We are very much looking for feedback and potential avenues to improve the library. Please give it a shot and share your experience with us.

dask-expr is not integrated into the main Dask DataFrame implementation yet. You can install it with:

pip install dask-expr

The API is very similar to what Dask DataFrame provides. It exposes mostly the same methods as Dask DataFrame does. You can use the same methods in most cases.

import dask_expr as dd

You can find a list of supported operations in the Readme. This project is still very much in progress. The API might change without warning. We are aiming for weekly releases to push new features out as fast as possible.
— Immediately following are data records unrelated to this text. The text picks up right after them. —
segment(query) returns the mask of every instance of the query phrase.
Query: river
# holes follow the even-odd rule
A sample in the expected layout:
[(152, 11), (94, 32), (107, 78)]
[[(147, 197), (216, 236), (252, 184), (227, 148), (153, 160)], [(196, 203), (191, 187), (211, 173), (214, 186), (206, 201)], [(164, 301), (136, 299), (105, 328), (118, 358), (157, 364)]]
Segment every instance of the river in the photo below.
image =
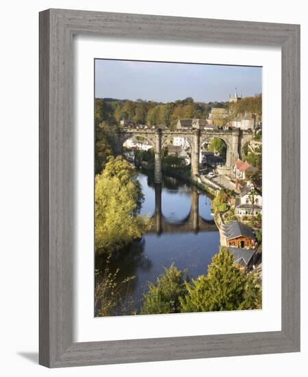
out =
[[(171, 264), (185, 270), (190, 278), (206, 274), (213, 255), (219, 252), (219, 232), (211, 215), (211, 199), (200, 193), (190, 184), (165, 177), (162, 185), (154, 185), (144, 173), (138, 173), (144, 201), (140, 213), (153, 219), (153, 229), (140, 242), (110, 263), (112, 271), (120, 269), (118, 282), (128, 276), (129, 283), (126, 302), (133, 302), (140, 311), (141, 299), (147, 291), (148, 282), (157, 278)], [(103, 268), (102, 260), (96, 267)], [(120, 314), (117, 308), (115, 315)], [(129, 314), (129, 309), (126, 314)]]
Why are we adding this now?#

Historically, Dask focused on flexibility and smart scheduling instead of query optimization. The distributed scheduler built into Dask uses sophisticated algorithms to ensure ideal scheduling of individual tasks. It tries to ensure that your resources are utilized as efficient as possible. The graph construction process enables Dask users to build very flexible and complicated graphs that reach beyond SQL operations. The flexibility that is provided by the Dask futures API requires very intelligent algorithms, but it enables users to build highly sophisticated graphs. The following picture shows the graph for a credit risk model:

../_images/graph_credit_risk_model.png

The nature of the powerful scheduler and the physical optimizations enables us to build very complicated programs that will then run efficiently. Unfortunately, the nature of these optimizations does not enable us to avoid scheduling work that is not necessary. This is where the current effort to build high level query optimization into Dask comes in.

Conclusion#

Dask comes with a very smart distributed scheduler but without much logical query planning. This is something we are rectifying now through building a high level query optimizer into Dask DataFrame. We expect to improve performance and reduce memory usage for an average Dask workflow.

This API is read for interested users to play around with. It covers a good chunk of the DataFrame API. The library is under active development, we expect to add many more interesting things over the coming weeks and months.